Comparison of dosage r² between Option 0 (ESP) and Option 3 (ESP + 1000G) imputation. The x-axis is the proportion of SNPs that were removed based on elevated Rsq threshold (QC). The y-axis is the mean dosage r² (squared Pearson correlation between imputed dosages and experimental genotypes)

4 DISCUSSION

We note that ESP is heavily enriched for extremes from several phenotypes rather than a single phenotype. Thus, it is unclear whether these results generalize to a design where sequenced subjects are selected based on extremes for a single phenotype. We did not attempt to select one phenotype for evaluation, as doing so would reduce our reference size to below 300, which we view as of little value for the imputation of rare variants. We expect such ‘Extreme’ panels to make little difference for imputation overall and may affect imputation in the specific trait associated regions when the causal variant(s) exert large effect(s).

Although we recommend the concatenation of ESP and 1000G, we observed only modest gains in imputation quality by combining the two.
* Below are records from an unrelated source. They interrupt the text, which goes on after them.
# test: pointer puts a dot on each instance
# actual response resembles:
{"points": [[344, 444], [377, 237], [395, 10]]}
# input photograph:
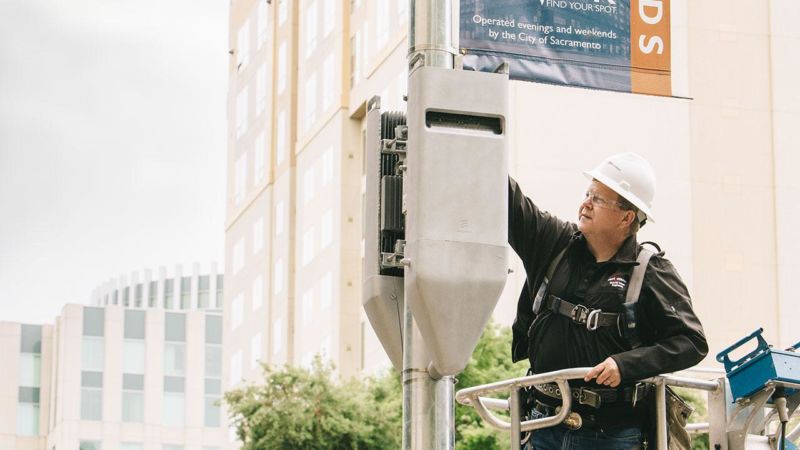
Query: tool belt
{"points": [[595, 397], [580, 314]]}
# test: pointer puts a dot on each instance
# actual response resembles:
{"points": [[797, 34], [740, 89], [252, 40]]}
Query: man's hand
{"points": [[606, 372]]}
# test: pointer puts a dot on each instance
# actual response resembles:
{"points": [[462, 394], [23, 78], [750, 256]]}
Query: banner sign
{"points": [[618, 45]]}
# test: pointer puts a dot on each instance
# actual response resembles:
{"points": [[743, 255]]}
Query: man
{"points": [[595, 259]]}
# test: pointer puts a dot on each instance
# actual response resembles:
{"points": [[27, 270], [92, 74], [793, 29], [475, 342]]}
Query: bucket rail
{"points": [[476, 397]]}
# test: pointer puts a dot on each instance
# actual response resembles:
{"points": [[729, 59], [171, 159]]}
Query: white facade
{"points": [[722, 156], [140, 377], [183, 290]]}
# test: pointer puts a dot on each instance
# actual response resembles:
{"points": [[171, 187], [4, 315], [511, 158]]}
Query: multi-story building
{"points": [[143, 373], [301, 72]]}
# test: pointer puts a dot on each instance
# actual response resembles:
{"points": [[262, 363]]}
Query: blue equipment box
{"points": [[753, 371]]}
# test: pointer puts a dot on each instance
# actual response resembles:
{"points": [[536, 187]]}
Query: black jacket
{"points": [[672, 334]]}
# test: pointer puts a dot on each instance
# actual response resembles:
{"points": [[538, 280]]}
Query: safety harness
{"points": [[593, 319]]}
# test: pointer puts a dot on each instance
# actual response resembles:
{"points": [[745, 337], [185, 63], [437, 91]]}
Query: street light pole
{"points": [[428, 402]]}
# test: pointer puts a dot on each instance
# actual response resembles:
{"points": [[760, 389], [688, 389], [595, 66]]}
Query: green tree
{"points": [[490, 362], [296, 408]]}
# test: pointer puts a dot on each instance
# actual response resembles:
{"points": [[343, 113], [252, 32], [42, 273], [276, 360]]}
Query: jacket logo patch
{"points": [[617, 281]]}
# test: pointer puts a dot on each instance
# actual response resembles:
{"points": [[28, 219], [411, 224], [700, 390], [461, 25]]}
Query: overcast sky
{"points": [[112, 144]]}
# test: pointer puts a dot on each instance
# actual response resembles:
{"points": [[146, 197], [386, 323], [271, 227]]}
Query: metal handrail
{"points": [[474, 396]]}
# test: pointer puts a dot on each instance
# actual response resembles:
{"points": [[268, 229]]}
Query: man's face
{"points": [[599, 213]]}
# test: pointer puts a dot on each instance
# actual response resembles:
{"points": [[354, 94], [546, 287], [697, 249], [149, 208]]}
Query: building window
{"points": [[279, 218], [258, 292], [238, 255], [219, 292], [134, 324], [308, 185], [203, 292], [278, 276], [311, 100], [328, 17], [29, 384], [213, 329], [236, 311], [93, 321], [328, 79], [241, 112], [258, 235], [240, 179], [283, 67], [326, 291], [326, 235], [243, 45], [213, 364], [310, 14], [173, 409], [175, 327], [259, 158], [261, 89], [186, 292], [255, 350], [263, 21], [168, 293], [308, 246], [281, 138]]}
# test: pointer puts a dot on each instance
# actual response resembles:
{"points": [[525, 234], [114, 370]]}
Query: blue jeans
{"points": [[562, 438]]}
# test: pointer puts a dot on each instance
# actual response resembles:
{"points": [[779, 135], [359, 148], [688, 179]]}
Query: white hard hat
{"points": [[630, 176]]}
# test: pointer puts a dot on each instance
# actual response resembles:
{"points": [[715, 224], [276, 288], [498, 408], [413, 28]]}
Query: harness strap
{"points": [[594, 397], [580, 314], [632, 296]]}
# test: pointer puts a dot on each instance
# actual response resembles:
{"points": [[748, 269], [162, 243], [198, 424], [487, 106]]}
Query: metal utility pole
{"points": [[428, 403], [435, 227]]}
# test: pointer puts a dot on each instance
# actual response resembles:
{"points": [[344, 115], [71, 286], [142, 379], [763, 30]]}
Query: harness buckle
{"points": [[588, 397], [639, 392], [579, 314], [593, 320]]}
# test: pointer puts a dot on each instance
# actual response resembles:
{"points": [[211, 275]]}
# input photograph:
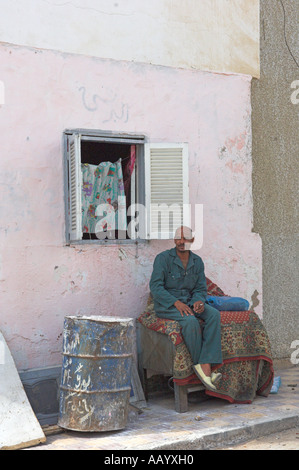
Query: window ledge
{"points": [[108, 242]]}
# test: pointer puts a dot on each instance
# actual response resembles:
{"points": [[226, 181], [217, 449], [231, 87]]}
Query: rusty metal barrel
{"points": [[96, 373]]}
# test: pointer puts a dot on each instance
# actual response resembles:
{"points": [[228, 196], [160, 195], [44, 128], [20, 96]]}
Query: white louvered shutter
{"points": [[75, 187], [167, 189]]}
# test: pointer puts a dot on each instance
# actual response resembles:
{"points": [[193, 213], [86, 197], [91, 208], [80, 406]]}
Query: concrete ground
{"points": [[210, 424], [285, 440]]}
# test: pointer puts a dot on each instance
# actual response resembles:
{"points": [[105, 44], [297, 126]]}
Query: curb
{"points": [[228, 436]]}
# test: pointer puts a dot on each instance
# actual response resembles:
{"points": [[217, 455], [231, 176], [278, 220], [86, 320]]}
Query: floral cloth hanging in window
{"points": [[102, 184]]}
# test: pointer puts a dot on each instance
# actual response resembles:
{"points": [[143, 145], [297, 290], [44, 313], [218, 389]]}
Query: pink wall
{"points": [[41, 279]]}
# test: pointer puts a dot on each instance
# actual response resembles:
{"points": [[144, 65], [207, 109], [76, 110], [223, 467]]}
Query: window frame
{"points": [[142, 178]]}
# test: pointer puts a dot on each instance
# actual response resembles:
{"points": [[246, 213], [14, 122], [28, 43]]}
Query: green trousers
{"points": [[203, 342]]}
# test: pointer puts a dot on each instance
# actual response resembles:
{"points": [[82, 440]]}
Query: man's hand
{"points": [[198, 306], [183, 308]]}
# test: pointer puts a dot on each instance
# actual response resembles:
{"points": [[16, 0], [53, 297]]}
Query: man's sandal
{"points": [[204, 378]]}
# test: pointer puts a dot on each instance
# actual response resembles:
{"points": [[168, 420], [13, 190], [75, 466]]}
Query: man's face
{"points": [[183, 239]]}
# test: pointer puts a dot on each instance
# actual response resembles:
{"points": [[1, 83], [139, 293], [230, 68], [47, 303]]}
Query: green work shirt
{"points": [[170, 281]]}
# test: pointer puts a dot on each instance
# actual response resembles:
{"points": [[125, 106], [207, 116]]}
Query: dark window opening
{"points": [[94, 153]]}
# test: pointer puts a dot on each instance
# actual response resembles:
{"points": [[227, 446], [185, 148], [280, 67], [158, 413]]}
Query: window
{"points": [[121, 187]]}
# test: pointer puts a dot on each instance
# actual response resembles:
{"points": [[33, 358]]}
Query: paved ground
{"points": [[210, 424], [285, 440]]}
Previous studies suggest that these gains may depend in part on the ethnic make-up of the study subjects (Browning and Yu, 2009) and whether 1000G data add substantial haplotype diversity. These gains should be weighed against the logistical challenges of combining data from multiple sources to avoid batch effects (e.g. mismatched strands, inconsistent marker naming schemes or systematic differences in genotype calling, QC or phasing).
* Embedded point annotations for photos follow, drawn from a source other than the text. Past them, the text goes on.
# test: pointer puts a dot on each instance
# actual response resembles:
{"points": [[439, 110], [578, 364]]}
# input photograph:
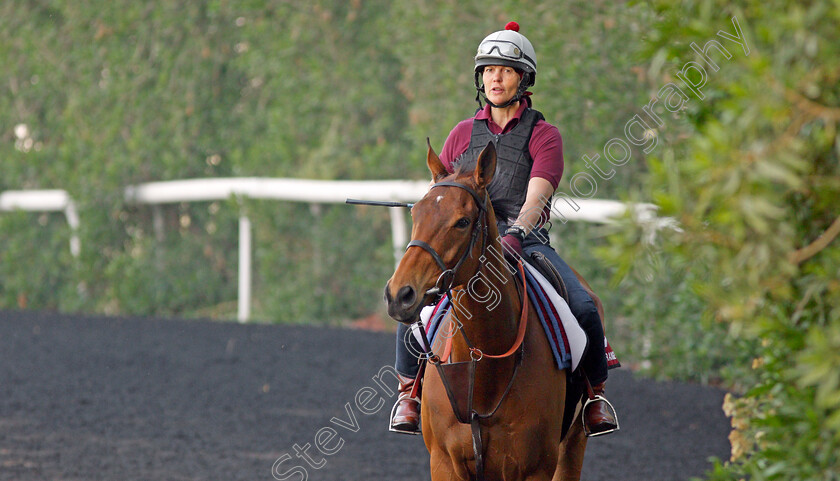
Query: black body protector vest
{"points": [[513, 161]]}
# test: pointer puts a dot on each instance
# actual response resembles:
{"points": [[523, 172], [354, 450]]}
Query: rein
{"points": [[459, 377]]}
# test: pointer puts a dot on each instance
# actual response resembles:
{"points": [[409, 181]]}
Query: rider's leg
{"points": [[406, 412], [599, 416]]}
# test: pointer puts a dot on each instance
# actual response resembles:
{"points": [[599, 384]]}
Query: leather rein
{"points": [[455, 374]]}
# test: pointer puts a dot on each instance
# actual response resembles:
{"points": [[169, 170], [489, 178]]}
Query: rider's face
{"points": [[500, 83]]}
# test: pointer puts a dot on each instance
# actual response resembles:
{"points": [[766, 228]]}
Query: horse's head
{"points": [[451, 226]]}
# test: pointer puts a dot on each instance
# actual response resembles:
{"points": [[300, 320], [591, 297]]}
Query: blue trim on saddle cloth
{"points": [[548, 316], [550, 321]]}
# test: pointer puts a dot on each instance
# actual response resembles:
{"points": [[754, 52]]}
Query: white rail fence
{"points": [[294, 190]]}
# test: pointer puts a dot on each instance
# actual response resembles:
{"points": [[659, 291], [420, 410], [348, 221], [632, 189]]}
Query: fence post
{"points": [[244, 301]]}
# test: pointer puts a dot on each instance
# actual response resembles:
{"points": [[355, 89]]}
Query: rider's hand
{"points": [[512, 246]]}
In summary, we found that the ESP African American reference panel outperformed the 1000G reference panel for the imputation of rare coding variants in African Americans, both in terms of imputation quality, the number of imputable markers and consequently power for trait association testing. The finding was robust to adjustment of reference size and matching on ethnicity. We did not observe loss of imputation quality because of the ESP design for enriched sequencing of subjects selected for phenotypic extremes. Regarding the optimal way to combine the two panels, our evaluations suggested that ESP alone or concatenation of the ESP and 1000G reference panels was superior to either post-imputation selection based on Rsq or IMPUTE2’s implementation of two separate reference panels. We focused here on imputation of coding variants from ESP. However, we believe that the conclusions drawn here apply to rare variants across the genome as recently reported by several whole-genome sequencing-based studies (Fuchsberger et al., 2012; Sanna, 2012) in individuals of European ancestry. These studies and our present work strongly suggest that population matched samples, even in diverse populations such as African Americans, can clearly outperform 1000G imputation performance. Therefore, we recommend investigators routinely consider sequencing for the design (Kang et al., 2013) and analysis of the study samples.